The authors of the report say Canadian manufacturing companies are lagging behind when it comes to innovation. In fact, Canada’s innovation rank, which is a key component of competitiveness, “is troublesome.”
Canada ranks 22nd on the World Economic Forum’s Competitive Index for its capacity for innovation and 15th by the OECD (Organization for Economic Co-operation and Development) measure.
Why is it that Canada is falling behind in these rankings? The authors of the report say there are several key barriers:
• Risk vs. reward: companies are slow to adopt advanced technologies because they are uncertain if such a costly investment will in fact boost their productivity.
• Canada’s complicated tax system: companies struggle to understand and comply (which in itself is costly) with the various policy frameworks in which they operate.
• Cost inputs: rising electricity costs are inflating top lines and squeezing bottom lines like never before.
• Access to markets: Canada’s small market size and its large geographic mass challenges manufacturers to grow within their home market. Exporting is therefore increasingly important, but increasingly challenging.
• Access to capital: there are challenges to financing innovation as capital providers want more than technical demonstrations and prototypes as collateral.
• Access to skills: finding and holding on to skilled labour is an ongoing problem.
• Jurisdictional competition: companies must compete for investments from their foreign-based head offices, which are often influenced by head office’s perception of Canada’s investment environment.
The Canadian Chamber of Commerce does offer some advice. On the website, the Chamber outlines three recommendations:
1. Manufacturers can leverage best practices in overcoming barriers that currently prevent them from broader and faster adoption of disruptive technologies.

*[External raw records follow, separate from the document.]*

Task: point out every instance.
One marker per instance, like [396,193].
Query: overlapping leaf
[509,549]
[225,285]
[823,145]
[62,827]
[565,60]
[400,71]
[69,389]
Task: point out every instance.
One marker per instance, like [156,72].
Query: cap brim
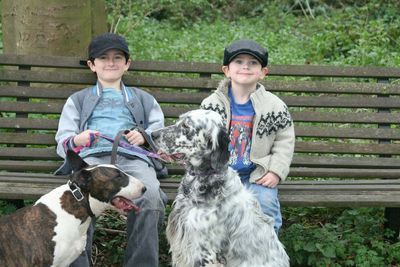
[247,53]
[104,50]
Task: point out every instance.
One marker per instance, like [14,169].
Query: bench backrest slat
[346,122]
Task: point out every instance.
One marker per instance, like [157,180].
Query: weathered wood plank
[301,131]
[359,194]
[298,161]
[301,147]
[29,123]
[347,148]
[298,101]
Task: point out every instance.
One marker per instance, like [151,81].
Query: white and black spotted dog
[53,231]
[215,221]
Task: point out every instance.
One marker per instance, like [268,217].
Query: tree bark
[51,27]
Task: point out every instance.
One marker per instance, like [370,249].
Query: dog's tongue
[124,204]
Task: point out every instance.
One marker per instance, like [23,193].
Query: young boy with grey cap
[260,126]
[107,108]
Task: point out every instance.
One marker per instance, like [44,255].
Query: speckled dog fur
[215,221]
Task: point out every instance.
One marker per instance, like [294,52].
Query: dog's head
[198,138]
[106,185]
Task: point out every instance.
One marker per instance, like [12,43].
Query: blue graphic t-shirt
[240,134]
[109,117]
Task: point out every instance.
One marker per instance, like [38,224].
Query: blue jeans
[143,227]
[269,202]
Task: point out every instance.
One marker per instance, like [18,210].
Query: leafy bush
[355,238]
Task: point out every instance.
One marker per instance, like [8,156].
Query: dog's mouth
[176,157]
[124,205]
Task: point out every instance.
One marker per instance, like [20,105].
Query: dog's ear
[75,161]
[220,155]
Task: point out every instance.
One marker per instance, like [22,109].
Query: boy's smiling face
[110,66]
[245,70]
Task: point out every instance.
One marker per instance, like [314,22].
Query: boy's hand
[270,180]
[83,139]
[135,138]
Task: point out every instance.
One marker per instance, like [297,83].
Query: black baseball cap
[245,47]
[100,44]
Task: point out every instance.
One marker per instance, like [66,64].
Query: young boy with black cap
[107,108]
[260,126]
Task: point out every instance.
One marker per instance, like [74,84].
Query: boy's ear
[265,71]
[128,64]
[225,70]
[91,65]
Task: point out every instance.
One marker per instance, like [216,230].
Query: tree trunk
[51,27]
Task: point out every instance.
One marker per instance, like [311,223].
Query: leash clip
[76,191]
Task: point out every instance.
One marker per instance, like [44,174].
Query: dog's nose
[155,135]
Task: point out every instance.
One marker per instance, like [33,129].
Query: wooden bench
[346,119]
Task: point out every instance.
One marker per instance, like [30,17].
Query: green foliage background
[319,32]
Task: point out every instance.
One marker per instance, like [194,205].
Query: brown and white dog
[52,232]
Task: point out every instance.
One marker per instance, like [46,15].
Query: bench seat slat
[298,161]
[358,195]
[302,172]
[301,147]
[301,131]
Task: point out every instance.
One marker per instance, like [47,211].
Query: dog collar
[77,193]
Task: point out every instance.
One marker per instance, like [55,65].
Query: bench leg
[18,203]
[392,216]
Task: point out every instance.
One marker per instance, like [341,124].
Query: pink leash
[123,144]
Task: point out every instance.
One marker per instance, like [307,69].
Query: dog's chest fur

Some of these best practices include:
- Collaborating with other companies/organizations to pool resources.
- Embedding a culture of innovation throughout the entire organization.
- Differentiating between innovation and invention.

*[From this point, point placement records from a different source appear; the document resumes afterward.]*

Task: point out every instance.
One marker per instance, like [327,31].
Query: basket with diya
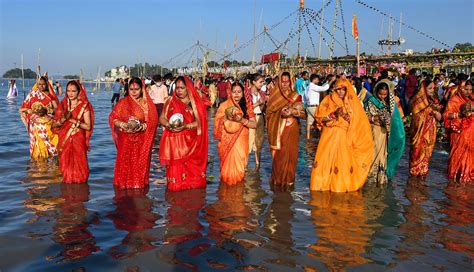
[176,120]
[133,123]
[233,113]
[39,109]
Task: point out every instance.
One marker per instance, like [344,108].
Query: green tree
[463,47]
[16,73]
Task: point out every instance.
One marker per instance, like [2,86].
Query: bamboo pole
[23,77]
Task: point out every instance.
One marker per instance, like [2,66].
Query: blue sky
[86,34]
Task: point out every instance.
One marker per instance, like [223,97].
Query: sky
[87,34]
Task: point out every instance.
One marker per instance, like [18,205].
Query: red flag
[355,30]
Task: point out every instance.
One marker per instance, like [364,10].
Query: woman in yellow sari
[233,119]
[284,109]
[425,108]
[37,112]
[346,147]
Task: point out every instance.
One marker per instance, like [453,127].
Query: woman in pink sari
[425,108]
[133,121]
[183,145]
[75,119]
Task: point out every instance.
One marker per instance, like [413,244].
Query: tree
[16,73]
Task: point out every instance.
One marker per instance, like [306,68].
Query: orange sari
[283,135]
[461,131]
[423,132]
[73,141]
[233,143]
[132,166]
[43,141]
[346,149]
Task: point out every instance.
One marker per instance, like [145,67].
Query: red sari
[185,153]
[73,141]
[461,131]
[132,166]
[423,132]
[283,135]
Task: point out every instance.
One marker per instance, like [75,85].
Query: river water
[45,225]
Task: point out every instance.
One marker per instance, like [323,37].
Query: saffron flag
[355,30]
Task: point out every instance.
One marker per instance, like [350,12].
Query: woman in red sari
[133,121]
[233,119]
[284,109]
[183,145]
[75,119]
[425,108]
[37,112]
[459,121]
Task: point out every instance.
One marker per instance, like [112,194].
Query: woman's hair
[73,82]
[242,102]
[286,74]
[358,84]
[379,87]
[180,78]
[45,79]
[254,77]
[138,81]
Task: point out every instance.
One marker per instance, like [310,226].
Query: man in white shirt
[158,93]
[312,99]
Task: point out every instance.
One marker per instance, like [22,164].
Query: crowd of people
[362,123]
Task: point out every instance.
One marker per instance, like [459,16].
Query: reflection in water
[277,227]
[253,196]
[415,227]
[41,175]
[183,215]
[133,214]
[341,225]
[457,235]
[229,214]
[71,228]
[183,237]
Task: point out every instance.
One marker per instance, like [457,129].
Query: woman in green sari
[387,129]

- Developing more and tighter connections with sources of training and apprenticeships.
- Developing virtual prototypes versus ones that are manufactured.

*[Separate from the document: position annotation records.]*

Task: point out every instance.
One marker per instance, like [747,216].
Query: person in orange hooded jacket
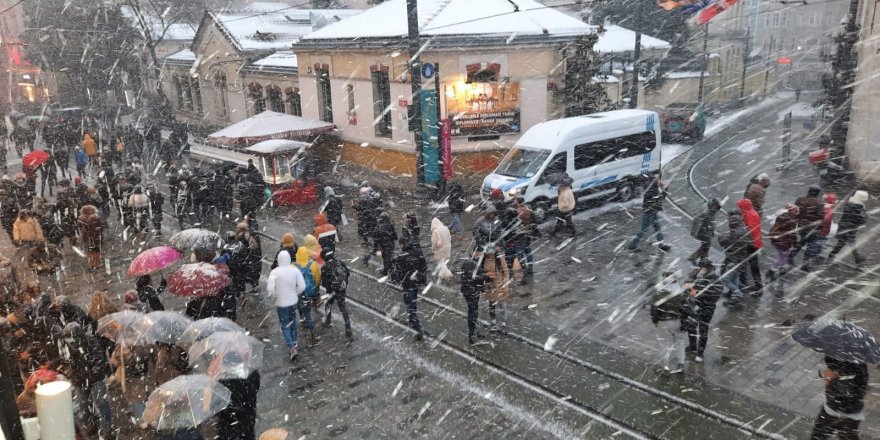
[325,232]
[752,220]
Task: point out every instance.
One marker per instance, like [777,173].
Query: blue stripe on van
[593,183]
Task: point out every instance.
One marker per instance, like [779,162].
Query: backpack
[311,288]
[340,277]
[666,306]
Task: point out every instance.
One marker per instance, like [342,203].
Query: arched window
[256,93]
[276,98]
[294,104]
[221,89]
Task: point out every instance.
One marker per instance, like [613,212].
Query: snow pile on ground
[748,146]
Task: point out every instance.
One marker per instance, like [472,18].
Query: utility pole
[748,48]
[637,53]
[705,65]
[415,77]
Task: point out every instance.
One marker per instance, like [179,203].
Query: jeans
[339,299]
[732,282]
[287,319]
[674,339]
[410,298]
[522,251]
[473,302]
[564,220]
[649,219]
[847,238]
[305,312]
[456,223]
[827,425]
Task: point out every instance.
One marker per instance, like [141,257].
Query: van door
[587,158]
[542,189]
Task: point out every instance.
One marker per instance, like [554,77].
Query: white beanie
[860,197]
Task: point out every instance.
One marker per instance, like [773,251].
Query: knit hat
[860,197]
[830,198]
[287,240]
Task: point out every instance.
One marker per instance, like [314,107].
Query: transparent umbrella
[162,326]
[203,328]
[226,355]
[185,402]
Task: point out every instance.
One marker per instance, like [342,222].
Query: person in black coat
[384,237]
[703,229]
[149,294]
[704,291]
[410,270]
[239,419]
[87,367]
[846,384]
[473,281]
[851,221]
[652,204]
[334,278]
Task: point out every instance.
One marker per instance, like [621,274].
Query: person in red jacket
[752,220]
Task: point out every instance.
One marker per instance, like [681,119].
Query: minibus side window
[557,165]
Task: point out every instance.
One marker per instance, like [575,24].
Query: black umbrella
[559,179]
[840,340]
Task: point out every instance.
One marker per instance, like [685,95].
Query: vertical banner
[430,137]
[446,148]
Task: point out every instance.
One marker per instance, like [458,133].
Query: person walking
[334,278]
[756,192]
[752,221]
[566,205]
[441,245]
[384,237]
[82,161]
[851,221]
[703,229]
[703,291]
[666,306]
[473,282]
[238,420]
[90,147]
[652,204]
[311,274]
[325,232]
[26,231]
[846,384]
[810,217]
[333,209]
[285,284]
[456,207]
[149,294]
[783,236]
[91,230]
[410,270]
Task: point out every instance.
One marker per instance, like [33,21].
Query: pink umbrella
[153,260]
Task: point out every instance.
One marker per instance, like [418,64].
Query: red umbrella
[153,260]
[198,280]
[35,158]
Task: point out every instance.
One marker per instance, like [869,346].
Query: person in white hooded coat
[286,283]
[441,244]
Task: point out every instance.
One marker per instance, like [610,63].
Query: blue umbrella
[840,340]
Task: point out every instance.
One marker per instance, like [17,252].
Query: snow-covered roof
[455,17]
[278,60]
[272,31]
[619,39]
[185,56]
[681,75]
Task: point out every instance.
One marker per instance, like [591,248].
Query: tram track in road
[607,397]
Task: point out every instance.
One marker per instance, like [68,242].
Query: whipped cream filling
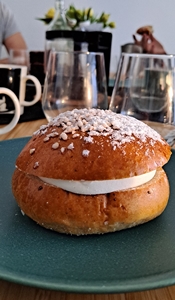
[95,187]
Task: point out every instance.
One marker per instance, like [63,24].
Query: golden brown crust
[103,162]
[66,212]
[145,29]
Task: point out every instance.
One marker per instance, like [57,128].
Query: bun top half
[93,144]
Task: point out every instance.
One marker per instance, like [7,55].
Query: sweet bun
[92,171]
[145,29]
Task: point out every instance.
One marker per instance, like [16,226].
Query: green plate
[130,260]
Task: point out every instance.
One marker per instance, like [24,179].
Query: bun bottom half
[70,213]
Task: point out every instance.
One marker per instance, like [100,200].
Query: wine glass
[74,80]
[144,89]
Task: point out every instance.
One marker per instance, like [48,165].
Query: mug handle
[16,117]
[37,97]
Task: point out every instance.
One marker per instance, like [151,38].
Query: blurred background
[128,16]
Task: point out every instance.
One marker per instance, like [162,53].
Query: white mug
[16,116]
[14,77]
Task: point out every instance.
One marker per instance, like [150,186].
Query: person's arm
[150,44]
[15,41]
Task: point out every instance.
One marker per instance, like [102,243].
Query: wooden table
[13,291]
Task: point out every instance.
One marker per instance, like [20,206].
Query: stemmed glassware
[144,89]
[74,80]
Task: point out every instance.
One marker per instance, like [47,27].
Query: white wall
[128,15]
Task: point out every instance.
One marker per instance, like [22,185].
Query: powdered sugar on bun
[93,144]
[96,122]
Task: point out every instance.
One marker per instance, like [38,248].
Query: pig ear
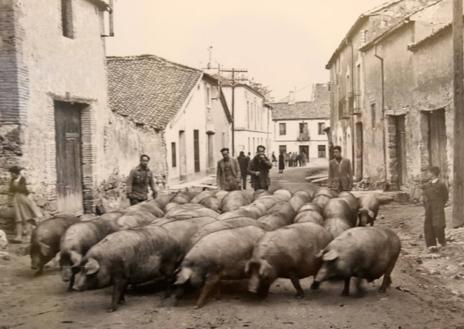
[44,249]
[75,258]
[330,255]
[183,276]
[91,267]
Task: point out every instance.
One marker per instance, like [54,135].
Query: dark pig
[45,240]
[368,209]
[361,252]
[205,266]
[290,252]
[79,238]
[128,257]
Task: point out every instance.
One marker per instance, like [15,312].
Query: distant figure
[274,159]
[228,172]
[340,173]
[243,162]
[259,170]
[435,197]
[25,209]
[281,162]
[138,181]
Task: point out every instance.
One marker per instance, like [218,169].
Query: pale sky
[283,44]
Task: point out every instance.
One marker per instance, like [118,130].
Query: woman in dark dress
[281,162]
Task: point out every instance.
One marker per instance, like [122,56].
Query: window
[208,96]
[196,149]
[321,151]
[67,18]
[303,127]
[320,128]
[373,114]
[173,155]
[282,129]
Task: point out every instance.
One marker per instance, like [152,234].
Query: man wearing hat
[25,209]
[259,170]
[228,172]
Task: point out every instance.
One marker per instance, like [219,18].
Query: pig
[79,238]
[3,240]
[322,197]
[128,257]
[212,203]
[45,240]
[201,196]
[190,210]
[290,252]
[283,195]
[148,206]
[309,217]
[234,200]
[368,209]
[219,255]
[352,201]
[361,252]
[298,200]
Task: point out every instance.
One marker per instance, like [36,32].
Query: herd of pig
[194,240]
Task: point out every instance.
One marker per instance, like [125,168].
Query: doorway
[400,150]
[68,141]
[437,141]
[358,164]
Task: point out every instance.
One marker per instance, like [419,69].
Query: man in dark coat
[243,162]
[340,173]
[259,168]
[228,172]
[435,197]
[138,181]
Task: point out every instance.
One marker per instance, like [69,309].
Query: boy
[435,197]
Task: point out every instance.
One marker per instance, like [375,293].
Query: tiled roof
[149,89]
[300,110]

2. Canada’s innovation policy framework must be structured to acknowledge and support business investment in R&D. Government should consider new incentive options, such as adopting an “innovation box” approach to R&D funding that reduces taxes and promotes domestic intellectual property activity.
3. A policy framework that rewards collaboration, recognizes product cycles across various industries, acknowledges that the milestones for innovation incentives cannot be generic across industries and moves beyond a bias for breakthrough technology research is essential to improving Canada’s innovation scorecard.